Sesuai dengan konsep ruang inersia, baik A dalam keadaan diam maupun relative bergerak maka ∆d inersia menurut A akan sama menurut P dan O. Sedangkan ∆t adalah periode saat A memulai perjalanan dari O sampai dititik A yang dikenal dengan periode waktu inersia To. Sesuai dengan penjelasan konsep waktu inersia, maka To selalu sama bagi semua pengamat, baik menurut A, menurut O maupun menurut P. Dengan demikian kecepatan rata-rata (vo) inersia A terhadap O, sesuai dengan persamaan (1) adalah sama tidak tergantung pengamat.

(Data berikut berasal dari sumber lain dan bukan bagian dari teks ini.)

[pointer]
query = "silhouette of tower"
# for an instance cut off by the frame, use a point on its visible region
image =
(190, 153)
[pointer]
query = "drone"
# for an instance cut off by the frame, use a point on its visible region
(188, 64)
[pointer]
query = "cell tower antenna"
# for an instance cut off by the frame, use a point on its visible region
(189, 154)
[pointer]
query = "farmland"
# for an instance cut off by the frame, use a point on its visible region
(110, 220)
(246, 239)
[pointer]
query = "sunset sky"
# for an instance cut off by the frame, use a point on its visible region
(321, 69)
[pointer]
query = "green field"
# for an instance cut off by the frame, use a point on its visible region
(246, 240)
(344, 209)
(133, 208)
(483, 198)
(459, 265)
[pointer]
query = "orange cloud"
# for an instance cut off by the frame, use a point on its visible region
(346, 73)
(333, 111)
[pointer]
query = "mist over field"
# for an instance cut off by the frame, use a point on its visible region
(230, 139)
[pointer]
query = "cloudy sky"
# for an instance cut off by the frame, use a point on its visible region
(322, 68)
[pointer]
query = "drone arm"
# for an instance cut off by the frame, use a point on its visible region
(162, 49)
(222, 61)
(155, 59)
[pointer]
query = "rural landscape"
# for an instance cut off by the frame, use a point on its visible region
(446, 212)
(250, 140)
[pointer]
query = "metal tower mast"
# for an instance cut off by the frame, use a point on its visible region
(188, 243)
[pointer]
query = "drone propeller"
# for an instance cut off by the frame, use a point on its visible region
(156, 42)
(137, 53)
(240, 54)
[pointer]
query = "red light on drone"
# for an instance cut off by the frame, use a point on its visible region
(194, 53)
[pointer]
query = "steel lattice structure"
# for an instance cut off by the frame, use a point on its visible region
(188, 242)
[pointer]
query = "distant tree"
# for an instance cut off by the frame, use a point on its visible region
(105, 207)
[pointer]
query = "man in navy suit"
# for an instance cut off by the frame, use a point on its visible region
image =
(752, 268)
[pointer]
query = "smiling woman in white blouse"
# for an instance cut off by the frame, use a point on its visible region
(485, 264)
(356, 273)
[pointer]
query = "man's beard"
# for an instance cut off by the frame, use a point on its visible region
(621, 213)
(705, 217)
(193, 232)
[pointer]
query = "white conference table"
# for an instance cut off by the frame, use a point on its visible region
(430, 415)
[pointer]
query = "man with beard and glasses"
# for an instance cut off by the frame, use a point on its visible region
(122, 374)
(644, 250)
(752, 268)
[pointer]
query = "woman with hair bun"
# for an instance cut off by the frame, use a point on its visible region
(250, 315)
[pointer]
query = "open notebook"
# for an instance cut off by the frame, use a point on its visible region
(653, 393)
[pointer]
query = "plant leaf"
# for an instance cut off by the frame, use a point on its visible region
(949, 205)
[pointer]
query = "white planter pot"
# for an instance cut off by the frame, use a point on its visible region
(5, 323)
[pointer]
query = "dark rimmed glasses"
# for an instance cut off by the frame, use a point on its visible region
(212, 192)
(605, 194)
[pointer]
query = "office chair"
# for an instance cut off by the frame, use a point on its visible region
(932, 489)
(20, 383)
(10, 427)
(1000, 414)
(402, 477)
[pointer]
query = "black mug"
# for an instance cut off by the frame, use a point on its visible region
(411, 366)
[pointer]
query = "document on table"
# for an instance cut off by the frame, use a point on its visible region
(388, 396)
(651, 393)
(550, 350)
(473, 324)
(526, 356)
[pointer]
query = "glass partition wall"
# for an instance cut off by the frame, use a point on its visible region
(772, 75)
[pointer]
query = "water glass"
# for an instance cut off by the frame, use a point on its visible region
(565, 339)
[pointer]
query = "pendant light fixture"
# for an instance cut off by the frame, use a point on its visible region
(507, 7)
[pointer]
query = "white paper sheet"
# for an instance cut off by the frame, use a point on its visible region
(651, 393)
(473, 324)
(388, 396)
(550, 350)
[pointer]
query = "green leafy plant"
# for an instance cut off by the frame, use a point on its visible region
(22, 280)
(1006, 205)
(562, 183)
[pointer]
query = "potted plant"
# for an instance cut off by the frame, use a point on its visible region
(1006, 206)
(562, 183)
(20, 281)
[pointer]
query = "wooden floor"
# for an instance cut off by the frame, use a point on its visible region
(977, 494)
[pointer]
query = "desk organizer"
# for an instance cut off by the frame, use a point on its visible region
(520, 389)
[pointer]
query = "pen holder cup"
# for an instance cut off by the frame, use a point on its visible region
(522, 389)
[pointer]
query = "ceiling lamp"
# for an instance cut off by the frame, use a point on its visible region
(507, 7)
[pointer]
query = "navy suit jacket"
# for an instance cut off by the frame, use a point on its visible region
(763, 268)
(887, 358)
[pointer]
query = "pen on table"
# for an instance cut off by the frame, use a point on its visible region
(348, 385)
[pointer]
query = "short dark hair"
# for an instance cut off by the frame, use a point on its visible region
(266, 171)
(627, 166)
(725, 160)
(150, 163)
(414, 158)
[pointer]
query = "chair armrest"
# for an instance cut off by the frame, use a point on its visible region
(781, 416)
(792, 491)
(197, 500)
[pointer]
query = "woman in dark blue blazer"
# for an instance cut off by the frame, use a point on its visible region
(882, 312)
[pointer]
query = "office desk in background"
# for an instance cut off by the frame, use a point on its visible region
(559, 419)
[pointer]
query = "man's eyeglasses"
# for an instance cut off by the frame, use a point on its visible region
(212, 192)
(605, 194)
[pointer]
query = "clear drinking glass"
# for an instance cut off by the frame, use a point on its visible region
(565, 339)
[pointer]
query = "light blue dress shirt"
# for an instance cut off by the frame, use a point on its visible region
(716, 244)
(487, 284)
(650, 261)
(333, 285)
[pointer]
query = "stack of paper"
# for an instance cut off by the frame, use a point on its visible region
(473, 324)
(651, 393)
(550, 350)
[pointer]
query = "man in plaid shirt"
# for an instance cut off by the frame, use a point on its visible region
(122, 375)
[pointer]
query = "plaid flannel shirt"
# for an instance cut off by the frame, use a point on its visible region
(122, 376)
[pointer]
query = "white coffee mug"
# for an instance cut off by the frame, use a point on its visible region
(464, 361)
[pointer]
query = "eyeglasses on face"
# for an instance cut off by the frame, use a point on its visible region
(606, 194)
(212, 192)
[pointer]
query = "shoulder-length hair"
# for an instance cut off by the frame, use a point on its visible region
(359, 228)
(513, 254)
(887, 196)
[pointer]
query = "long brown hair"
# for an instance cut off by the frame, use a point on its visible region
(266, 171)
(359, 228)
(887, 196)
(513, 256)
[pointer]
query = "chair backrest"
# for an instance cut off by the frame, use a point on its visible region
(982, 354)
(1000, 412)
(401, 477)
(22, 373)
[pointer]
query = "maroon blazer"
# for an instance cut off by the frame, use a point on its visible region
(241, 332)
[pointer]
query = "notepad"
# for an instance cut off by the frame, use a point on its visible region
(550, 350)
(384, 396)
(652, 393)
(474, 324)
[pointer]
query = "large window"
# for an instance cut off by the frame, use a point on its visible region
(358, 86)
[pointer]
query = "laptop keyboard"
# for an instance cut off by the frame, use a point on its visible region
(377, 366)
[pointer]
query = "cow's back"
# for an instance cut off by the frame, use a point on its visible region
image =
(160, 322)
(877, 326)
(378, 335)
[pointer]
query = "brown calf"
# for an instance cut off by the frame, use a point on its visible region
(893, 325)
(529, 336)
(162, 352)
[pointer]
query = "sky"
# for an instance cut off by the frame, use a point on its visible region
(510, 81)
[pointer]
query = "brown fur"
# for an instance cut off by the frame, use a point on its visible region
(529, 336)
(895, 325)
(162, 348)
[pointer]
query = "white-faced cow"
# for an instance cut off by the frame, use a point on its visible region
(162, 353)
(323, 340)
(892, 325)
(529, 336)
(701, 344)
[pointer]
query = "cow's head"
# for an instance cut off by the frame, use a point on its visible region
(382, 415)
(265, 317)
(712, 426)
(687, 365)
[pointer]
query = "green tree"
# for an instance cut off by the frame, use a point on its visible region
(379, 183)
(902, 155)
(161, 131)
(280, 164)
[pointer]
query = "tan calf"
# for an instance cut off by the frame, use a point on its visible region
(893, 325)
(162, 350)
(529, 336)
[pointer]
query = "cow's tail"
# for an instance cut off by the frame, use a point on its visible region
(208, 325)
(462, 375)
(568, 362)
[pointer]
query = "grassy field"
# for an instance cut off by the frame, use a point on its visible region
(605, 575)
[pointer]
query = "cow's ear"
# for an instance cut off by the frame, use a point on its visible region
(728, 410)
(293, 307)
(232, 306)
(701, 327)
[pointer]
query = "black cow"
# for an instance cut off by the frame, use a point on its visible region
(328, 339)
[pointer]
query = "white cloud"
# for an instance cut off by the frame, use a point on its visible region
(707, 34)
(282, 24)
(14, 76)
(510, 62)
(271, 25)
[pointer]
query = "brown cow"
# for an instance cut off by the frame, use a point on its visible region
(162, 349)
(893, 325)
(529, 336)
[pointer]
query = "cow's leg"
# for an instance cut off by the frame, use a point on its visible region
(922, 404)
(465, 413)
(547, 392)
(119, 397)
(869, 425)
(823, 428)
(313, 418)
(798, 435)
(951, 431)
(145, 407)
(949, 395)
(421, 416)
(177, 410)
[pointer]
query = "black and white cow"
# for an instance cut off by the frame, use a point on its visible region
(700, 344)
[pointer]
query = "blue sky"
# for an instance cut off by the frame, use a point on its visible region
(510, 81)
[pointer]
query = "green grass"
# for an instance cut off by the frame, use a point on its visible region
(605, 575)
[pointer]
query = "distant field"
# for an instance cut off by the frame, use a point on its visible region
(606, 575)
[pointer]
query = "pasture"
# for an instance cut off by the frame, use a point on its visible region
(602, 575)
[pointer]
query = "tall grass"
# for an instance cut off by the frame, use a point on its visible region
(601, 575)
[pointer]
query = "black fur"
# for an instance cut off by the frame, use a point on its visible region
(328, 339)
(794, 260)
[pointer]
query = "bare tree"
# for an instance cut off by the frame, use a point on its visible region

Sepanjang d, jika posisi inersia A memenuhi fungsi d= f(to), karena konsep ruang inersia adalah sama bagi semua pengamat, maka d adalah sama bagi semua pengamat untuk setiap waktu inersia yang sama. Dan periode To bisa dibuat sedemikian hingga akan didapat ∆d yang lebih kecil atau sama dengan α untuk setiap To yang lebih kecil atau sama dengan ε. Jika fungsi d diwakili oleh f(to) dan urutan To kita sebut to maka kecepatan instan inersia (vo) yang dituliskan sebagai :

vo = df(to)/dto ……………(2)

Juga memiliki nilai yang sama bagi semua pengamat, tidak peduli kecepatan masing-masing pengamat.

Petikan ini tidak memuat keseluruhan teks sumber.